Funded status serves as a proxy to the overall financial wellbeing of a DB plan. Future liabilities are discounted using a rate tied to investment-grade corporate bond interest rates. As such, corporate DB plan sponsors have experienced a decrease in liabilities (beginning in 2021) due, in part, to increasing inflation.

As of February 2022, the funded ratio of the 100-largest corporate pension plans reached 102.4%, according to Milliman’s Corporate Pension Funding Index (PFI) the highest it has been since 2007. Moving forward, Cerulli expects corporate pensions to increase fixed-income allocations to derisk portfolios.

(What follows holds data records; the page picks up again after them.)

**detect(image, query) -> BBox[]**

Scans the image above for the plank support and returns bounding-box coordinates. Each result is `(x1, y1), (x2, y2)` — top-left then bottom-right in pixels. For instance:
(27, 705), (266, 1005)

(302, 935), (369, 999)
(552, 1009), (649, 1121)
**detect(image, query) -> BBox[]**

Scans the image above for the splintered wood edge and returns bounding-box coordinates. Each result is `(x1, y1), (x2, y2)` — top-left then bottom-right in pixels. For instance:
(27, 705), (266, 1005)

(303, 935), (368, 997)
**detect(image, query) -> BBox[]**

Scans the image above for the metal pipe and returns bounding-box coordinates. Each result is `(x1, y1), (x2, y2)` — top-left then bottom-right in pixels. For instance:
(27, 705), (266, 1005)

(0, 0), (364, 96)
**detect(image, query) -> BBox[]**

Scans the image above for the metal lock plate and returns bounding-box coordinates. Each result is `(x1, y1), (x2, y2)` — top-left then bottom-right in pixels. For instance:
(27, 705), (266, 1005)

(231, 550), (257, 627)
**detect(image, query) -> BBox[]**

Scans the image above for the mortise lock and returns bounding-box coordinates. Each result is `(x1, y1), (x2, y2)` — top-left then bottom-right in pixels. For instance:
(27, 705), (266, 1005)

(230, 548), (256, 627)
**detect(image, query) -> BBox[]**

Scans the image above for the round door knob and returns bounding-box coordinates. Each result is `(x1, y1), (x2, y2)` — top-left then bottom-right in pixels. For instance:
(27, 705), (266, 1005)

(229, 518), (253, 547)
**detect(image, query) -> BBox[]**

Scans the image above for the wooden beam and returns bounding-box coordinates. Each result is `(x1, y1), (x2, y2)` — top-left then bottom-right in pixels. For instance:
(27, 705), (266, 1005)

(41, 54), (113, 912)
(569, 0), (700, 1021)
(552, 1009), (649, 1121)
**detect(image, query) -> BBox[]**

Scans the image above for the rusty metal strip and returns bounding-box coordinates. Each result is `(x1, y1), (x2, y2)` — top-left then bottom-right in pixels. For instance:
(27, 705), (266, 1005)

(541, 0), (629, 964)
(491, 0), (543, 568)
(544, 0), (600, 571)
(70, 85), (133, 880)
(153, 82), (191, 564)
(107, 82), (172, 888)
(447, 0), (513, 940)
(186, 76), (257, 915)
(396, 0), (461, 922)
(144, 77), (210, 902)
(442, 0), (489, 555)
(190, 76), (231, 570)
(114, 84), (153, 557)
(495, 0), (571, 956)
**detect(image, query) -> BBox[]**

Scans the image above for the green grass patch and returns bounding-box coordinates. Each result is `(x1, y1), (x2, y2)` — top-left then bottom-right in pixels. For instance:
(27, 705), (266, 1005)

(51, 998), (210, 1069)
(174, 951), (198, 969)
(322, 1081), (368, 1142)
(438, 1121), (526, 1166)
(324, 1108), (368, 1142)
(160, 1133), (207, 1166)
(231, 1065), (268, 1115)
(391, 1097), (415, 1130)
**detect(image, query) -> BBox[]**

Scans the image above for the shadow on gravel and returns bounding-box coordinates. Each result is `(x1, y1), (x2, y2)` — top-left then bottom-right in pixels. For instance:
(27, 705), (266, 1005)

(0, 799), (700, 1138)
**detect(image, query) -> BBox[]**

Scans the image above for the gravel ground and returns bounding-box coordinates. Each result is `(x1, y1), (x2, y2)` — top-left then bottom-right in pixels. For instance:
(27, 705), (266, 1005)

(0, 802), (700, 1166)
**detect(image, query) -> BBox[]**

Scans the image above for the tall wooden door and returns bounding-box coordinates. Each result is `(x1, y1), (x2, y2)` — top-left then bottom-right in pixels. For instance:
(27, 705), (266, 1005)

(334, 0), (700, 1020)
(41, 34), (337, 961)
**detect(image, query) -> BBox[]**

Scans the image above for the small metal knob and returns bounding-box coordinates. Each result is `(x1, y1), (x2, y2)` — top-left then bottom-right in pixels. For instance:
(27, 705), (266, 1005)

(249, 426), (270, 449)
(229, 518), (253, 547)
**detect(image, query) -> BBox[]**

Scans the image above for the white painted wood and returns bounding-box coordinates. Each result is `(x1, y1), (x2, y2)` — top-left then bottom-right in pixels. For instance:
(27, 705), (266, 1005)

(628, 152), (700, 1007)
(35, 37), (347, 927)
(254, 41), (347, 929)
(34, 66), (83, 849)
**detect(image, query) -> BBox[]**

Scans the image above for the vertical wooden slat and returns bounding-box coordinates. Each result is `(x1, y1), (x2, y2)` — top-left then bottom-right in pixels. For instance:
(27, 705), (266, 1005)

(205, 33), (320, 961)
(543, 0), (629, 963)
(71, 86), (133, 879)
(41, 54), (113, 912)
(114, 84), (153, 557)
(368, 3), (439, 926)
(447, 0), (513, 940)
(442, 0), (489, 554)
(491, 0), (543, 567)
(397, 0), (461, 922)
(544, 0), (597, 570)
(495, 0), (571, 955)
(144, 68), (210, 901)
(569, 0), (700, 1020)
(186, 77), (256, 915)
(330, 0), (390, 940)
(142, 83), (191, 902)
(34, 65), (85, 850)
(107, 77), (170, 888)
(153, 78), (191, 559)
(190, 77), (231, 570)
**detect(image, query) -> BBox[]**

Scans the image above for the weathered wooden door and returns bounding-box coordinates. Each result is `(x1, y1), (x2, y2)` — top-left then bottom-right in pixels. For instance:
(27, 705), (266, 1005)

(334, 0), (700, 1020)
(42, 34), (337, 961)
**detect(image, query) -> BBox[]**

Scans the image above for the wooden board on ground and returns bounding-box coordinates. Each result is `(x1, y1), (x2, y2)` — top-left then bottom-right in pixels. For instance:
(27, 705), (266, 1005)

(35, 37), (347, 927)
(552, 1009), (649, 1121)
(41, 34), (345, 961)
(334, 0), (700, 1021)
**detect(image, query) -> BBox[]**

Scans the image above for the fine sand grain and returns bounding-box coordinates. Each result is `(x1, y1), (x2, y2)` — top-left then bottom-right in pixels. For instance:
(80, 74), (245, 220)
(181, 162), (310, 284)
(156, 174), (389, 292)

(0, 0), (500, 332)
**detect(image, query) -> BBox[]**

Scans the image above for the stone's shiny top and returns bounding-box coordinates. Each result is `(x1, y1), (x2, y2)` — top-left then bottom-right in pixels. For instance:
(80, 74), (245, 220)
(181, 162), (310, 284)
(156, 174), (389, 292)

Regulatory tailwinds have come to the aid of plans with funding deficits. On March 11, 2021, President Biden signed a relief bill into law that assisted single-employer corporate DB plan sponsors. The American Rescue Plan Act of 2021 (ARPA)—an extension of the earlier Coronavirus Aid, Relief, and Economic Security (CARES) Act passed a year prior—in effect artificially raised discount rates, translating to higher funding statuses and resulting in decreased required minimum contributions.

“The legislation also provides additional breathing room for plan sponsors that can amortize their funding shortfalls over 15 years rather than seven, allowing for further portfolio derisking,” says Jacob Conecoff, analyst.

Corporate sponsors’ cash contributions could also be preserved if inflated input costs can be passed along to the end customer and margins remain steady.

“Even in a low-interest-rate environment, plan sponsors are required to make a minimum contribution to plans tied to the present value of future benefit obligations. This is easier now with ARPA,” states Conecoff.

ARPA includes a provision on interest rate smoothing using a 25-year average.

The Act allows plan sponsors to look back to 2020 and recalculate their contribution requirements based on the narrowed corridors. These changes can materially decrease the required minimum plan contributions, thus relieving some burden for the plan sponsor.

Although corporate DB portfolios are typically more concentrated in domestic fixed income (46.7%) than Taft-Hartley (27.8%), sponsors of both will be exposed to inflationary impact specifically on longer-duration investments.

Allocating to specialty vehicles such as Treasury Inflation-Protected Securities (TIPS) or funds containing these instruments can help plans hedge inflation risk.

“Corporate DB sponsors must remain aware of the inflationary climate as it relates to their current allocations,” says Conecoff. “Their main considerations should be return impacts, liability effects, and the cash contributions necessary to achieve fully funded status. Inflation will, however, ultimately assist with funding status,” he concludes.